A Ordem dos Advogados do Brasil (OAB) pediu ao ministro Alexandre de Moraes, do Supremo Tribunal Federal (STF), que autorize o senador Flávio Bolsonaro (PL) a visitar o pai, o ex-presidente Jair Bolsonaro (PL), atuando na condição de advogado constituído.
O pedido foi encaminhado nesta terça-feira (14) após a entidade receber uma representação do próprio parlamentar contra a decisão que barrou suas visitas pelo prazo de 90 dias. O senador alegou que, além de filho, atua ativamente como um dos advogados de defesa do ex-presidente.
Comunicação estritamente profissional
No ofício enviado ao Supremo, o Conselho Federal da OAB solicitou que seja garantida a comunicação pessoal e reservada entre Flávio e o ex-presidente para fins exclusivamente profissionais, respeitando as eventuais condições de segurança que possam ser estabelecidas pelo ministro.

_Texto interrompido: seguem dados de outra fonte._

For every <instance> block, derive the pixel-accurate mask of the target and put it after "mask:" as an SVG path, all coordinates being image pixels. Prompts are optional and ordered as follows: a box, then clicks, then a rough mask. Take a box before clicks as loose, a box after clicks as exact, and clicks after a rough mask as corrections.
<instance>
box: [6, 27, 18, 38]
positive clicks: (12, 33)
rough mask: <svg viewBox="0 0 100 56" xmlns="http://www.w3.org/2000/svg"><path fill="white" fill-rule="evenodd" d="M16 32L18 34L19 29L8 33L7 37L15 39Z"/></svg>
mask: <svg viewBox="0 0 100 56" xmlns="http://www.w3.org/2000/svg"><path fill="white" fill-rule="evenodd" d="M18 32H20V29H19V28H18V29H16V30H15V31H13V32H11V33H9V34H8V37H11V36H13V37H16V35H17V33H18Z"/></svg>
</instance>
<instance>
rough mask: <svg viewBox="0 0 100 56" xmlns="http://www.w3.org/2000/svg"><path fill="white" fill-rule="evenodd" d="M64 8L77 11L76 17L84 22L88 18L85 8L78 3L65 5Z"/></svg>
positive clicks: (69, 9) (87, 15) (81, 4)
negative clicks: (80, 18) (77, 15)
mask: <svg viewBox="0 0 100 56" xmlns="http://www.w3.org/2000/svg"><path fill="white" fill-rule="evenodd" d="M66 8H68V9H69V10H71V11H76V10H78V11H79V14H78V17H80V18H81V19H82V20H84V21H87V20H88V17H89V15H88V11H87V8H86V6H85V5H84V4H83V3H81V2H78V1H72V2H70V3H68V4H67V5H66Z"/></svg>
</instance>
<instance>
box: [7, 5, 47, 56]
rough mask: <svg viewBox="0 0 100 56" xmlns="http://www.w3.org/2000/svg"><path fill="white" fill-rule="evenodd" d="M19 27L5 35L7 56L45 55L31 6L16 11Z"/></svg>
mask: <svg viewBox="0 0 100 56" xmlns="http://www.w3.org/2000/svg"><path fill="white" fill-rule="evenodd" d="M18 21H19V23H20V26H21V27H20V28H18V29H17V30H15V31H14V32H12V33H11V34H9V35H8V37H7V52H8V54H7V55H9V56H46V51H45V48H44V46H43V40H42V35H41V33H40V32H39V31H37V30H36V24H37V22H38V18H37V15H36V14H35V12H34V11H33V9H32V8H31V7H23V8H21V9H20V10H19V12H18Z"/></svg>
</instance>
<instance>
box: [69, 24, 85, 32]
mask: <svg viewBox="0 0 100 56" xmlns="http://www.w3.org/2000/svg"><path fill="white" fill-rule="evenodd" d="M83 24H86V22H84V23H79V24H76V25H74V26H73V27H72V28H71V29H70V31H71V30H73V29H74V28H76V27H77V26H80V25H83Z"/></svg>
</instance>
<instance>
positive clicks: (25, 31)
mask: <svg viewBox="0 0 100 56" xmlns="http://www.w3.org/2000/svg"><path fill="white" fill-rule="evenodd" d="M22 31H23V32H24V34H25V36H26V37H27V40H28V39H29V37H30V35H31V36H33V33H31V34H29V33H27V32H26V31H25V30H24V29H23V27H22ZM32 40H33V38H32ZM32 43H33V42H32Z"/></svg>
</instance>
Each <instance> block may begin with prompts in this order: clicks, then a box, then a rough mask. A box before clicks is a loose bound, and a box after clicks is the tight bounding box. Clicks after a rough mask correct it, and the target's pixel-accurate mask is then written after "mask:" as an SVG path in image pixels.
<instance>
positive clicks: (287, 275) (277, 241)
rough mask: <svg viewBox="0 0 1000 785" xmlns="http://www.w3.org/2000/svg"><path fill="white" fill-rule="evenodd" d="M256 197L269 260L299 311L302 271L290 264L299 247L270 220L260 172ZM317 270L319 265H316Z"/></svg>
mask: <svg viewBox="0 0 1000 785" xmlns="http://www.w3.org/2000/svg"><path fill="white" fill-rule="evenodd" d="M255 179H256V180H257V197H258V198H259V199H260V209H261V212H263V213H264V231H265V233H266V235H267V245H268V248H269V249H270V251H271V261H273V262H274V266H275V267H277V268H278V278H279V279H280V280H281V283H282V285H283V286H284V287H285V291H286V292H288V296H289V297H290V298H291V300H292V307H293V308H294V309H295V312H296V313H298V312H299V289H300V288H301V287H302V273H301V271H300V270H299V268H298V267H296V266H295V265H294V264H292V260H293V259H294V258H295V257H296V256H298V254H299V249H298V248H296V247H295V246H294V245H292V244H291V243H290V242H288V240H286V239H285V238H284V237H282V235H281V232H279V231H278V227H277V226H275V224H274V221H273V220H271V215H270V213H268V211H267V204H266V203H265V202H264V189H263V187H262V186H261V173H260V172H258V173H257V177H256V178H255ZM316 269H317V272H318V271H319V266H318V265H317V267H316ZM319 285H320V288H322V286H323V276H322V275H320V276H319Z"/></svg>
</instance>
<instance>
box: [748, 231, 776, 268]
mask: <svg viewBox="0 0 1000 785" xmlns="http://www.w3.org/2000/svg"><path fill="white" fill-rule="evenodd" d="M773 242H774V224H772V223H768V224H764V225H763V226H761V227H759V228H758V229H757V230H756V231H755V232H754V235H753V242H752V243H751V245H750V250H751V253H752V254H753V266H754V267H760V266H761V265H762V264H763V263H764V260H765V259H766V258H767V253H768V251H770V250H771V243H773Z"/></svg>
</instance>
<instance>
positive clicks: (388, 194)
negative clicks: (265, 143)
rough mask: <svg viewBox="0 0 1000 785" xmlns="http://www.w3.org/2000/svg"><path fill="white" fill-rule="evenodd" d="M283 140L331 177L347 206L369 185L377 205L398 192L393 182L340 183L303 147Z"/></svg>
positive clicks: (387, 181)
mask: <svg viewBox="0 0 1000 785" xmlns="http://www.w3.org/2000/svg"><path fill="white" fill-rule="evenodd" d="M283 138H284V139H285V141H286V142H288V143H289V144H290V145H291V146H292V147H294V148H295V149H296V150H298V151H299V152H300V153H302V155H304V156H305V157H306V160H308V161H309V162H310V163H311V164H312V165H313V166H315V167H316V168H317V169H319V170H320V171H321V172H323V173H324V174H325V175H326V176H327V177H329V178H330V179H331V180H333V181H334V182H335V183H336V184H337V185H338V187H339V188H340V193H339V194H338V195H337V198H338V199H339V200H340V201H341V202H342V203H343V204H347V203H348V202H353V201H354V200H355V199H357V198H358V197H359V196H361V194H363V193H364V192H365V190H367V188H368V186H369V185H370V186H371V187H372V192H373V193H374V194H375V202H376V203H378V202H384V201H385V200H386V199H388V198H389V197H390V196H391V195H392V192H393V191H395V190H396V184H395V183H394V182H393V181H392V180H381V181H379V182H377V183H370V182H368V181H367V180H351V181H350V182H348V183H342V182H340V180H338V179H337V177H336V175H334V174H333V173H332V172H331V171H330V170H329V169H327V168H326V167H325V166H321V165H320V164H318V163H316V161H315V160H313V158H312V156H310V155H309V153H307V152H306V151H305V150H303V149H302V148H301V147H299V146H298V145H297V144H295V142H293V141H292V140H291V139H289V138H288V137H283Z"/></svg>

“Seja assegurada a possibilidade de comunicação pessoal e reservada entre o advogado e o seu constituinte, para finalidades estritamente profissionais, observadas as condições de cautela que Vossa Excelência considere adequadas, sem prejuízo das demais determinações vigentes”, destaca um trecho do documento.
A OAB argumenta que o senador não deve ser tratado apenas como familiar do custodiado. Segundo a entidade, a sua atuação como advogado de defesa exige que eventuais restrições de natureza pessoal não impeçam de forma absoluta o contato necessário ao livre exercício da advocacia.
A instituição ressaltou, ainda, que a manifestação tem caráter meramente institucional e focado na defesa das prerrogativas da profissão, não interferindo no mérito da execução penal ou nas medidas cautelares aplicadas pela Corte. O ofício é assinado pelo presidente do Conselho Federal da OAB em exercício, Délio Lins e Silva Júnior, e pelo procurador nacional de Defesa das Prerrogativas, Alex Sarkis.
Entenda o motivo do bloqueio
A suspensão temporária de 90 dias sem visitas foi determinada por Alexandre de Moraes após Flávio Bolsonaro divulgar em suas redes sociais, no último sábado (11), uma carta manuscrita atribuída a Jair Bolsonaro. O ministro também havia estabelecido um prazo de 48 horas para que a defesa prestasse esclarecimentos sobre a publicação do conteúdo.
A punição está ligada às rígidas restrições impostas por Moraes ao conceder a prisão domiciliar ao ex-presidente em março de 2026. Entre as regras estabelecidas pelo Supremo está a proibição total de uso das redes sociais, seja de forma direta por Jair Bolsonaro ou por meio da intercepção de terceiros.
O pedido da OAB para permitir o contato entre cliente e advogado agora será analisado e decidido pelo próprio ministro Alexandre de Moraes.